I'm not complaining or anything, I swear... 

I noticed the other day that my exhaust housing had some ground wires (well I'm guessing that's what they were) that had rusted off. Here's a pic:










I attempted to reconnect them with some new wire and it seemed to work but, after driving home today, I noticed one came off again because I didn't secure it good enough.

I went to reconnect it only to get a vicious spark and it basically melted a little bit of wire.

I was just curious what the purpose of these are...are they necessary?

I was just going to leave them but, if they have something to do with the sensors, alarms, etc., that's not something I want to leave non-functioning.

Let me know!


----------



## Brett (Jul 16, 2008)

I know that a ground strap is used to control galvanic corrosion
by connecting all the bushing mounted components together.
But I never heard of it being used in a situation where it actually
carried enough current to spark or melt the wire. Something's buggy.


----------



## rkmurphy (Nov 2, 2008)

> I know that a ground strap is used to control galvanic corrosion
> by connecting all the bushing mounted components together.
> But I never heard of it being used in a situation where it actually
> carried enough current to spark or melt the wire. Something's buggy.


That's what I thought, too. Call the dealer, I guess? :-/


----------



## Brett (Jul 16, 2008)

Under warranty, heck yeah.


----------



## rkmurphy (Nov 2, 2008)

> Under warranty, heck yeah.


Well I talked to the dealer and they said it sounds like the battery cable it grounding off somewhere. Which makes sense because it does it when the motor's off, too. I soldered some new wires to the grounds so we'll see what happens. It's not doing it right now...

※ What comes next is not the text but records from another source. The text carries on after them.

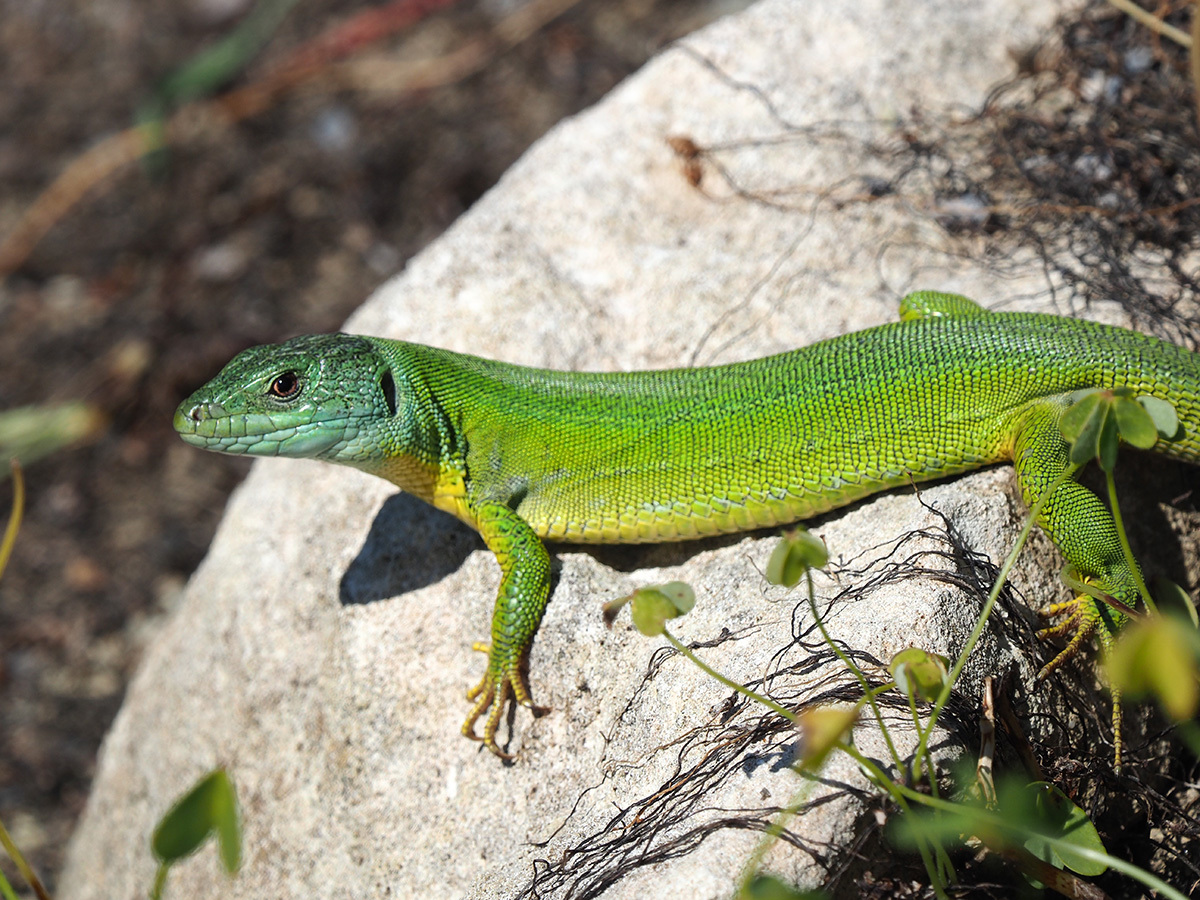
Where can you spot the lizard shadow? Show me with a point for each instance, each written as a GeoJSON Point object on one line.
{"type": "Point", "coordinates": [411, 545]}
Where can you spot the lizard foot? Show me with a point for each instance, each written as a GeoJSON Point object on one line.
{"type": "Point", "coordinates": [1080, 623]}
{"type": "Point", "coordinates": [502, 683]}
{"type": "Point", "coordinates": [1081, 619]}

I checked all of the battery connections and wires outside the motor but everything seems fine. I looked as far as I could under the cowling but it's really cramped it there...so I couldn't tell much.

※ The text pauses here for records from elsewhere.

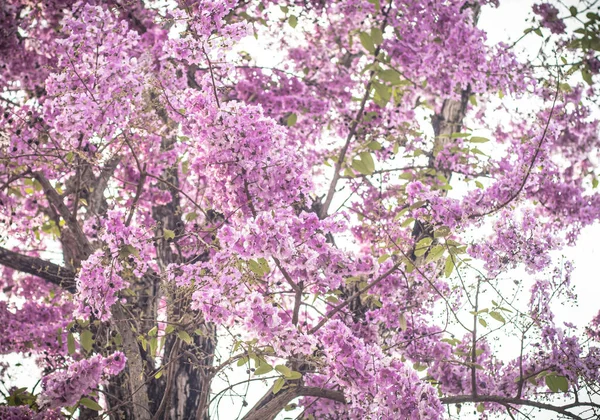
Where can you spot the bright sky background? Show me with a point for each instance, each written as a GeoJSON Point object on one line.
{"type": "Point", "coordinates": [505, 23]}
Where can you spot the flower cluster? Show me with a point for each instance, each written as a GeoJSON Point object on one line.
{"type": "Point", "coordinates": [66, 388]}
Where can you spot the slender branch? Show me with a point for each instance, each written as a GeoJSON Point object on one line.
{"type": "Point", "coordinates": [352, 297]}
{"type": "Point", "coordinates": [460, 399]}
{"type": "Point", "coordinates": [474, 339]}
{"type": "Point", "coordinates": [351, 134]}
{"type": "Point", "coordinates": [535, 156]}
{"type": "Point", "coordinates": [56, 201]}
{"type": "Point", "coordinates": [55, 274]}
{"type": "Point", "coordinates": [282, 398]}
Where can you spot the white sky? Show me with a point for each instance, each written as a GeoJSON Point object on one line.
{"type": "Point", "coordinates": [505, 23]}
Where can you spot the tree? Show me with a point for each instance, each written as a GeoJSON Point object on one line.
{"type": "Point", "coordinates": [343, 227]}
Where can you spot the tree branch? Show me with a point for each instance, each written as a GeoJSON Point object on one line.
{"type": "Point", "coordinates": [55, 274]}
{"type": "Point", "coordinates": [269, 409]}
{"type": "Point", "coordinates": [460, 399]}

My guess is if it's battery related, no warranty coverage...


----------



## Brett (Jul 16, 2008)

RK, they're talking about a short from a positive cable.
That ground strap should not be carrying enough voltage to arc.
I would make sure to disconnect your battery when not in use.
Then start finding the short. 
You'll need a battery powered circuit tester or ohm meter to find it.
With the engine off, there should be no current flow anywhere on it.


----------



## rkmurphy (Nov 2, 2008)

Brought 'er back to the dealer today. Hopefully I'll have an update by tomorrow.


----------



## Un-shore (Sep 27, 2007)

ist that a manual jack plate? is anything electrical connected to it?


----------



## rkmurphy (Nov 2, 2008)

No, nothing electrical is connected to it. But, after spending some time with Piper's and them studying, in depth, the ENTIRE wiring system, we came to the conclusion that it HAS to be something with the battery cables touching the transom riser or jackplate. There is no other way it could happen. They put new wires on (which are actually for controlling corrosion so good call on that one, Brett) and had me come pick it up...free of charge. Great group of people over there...and an awesome black lab to boot.


----------



## TomFL (Oct 2, 2007)

Well... did it fix the problem???

This sounds pretty weird. Like to find out what it is.

-T


----------



## Frank_Sebastian (Oct 15, 2007)

It sounds wierd to me also. There is no way I would leave it with the battery connected. A battery disconnect switch is cheap insurance and required at every marina storage facility. I would get one or take the cable off each time.

Best regards,
Frank_S


----------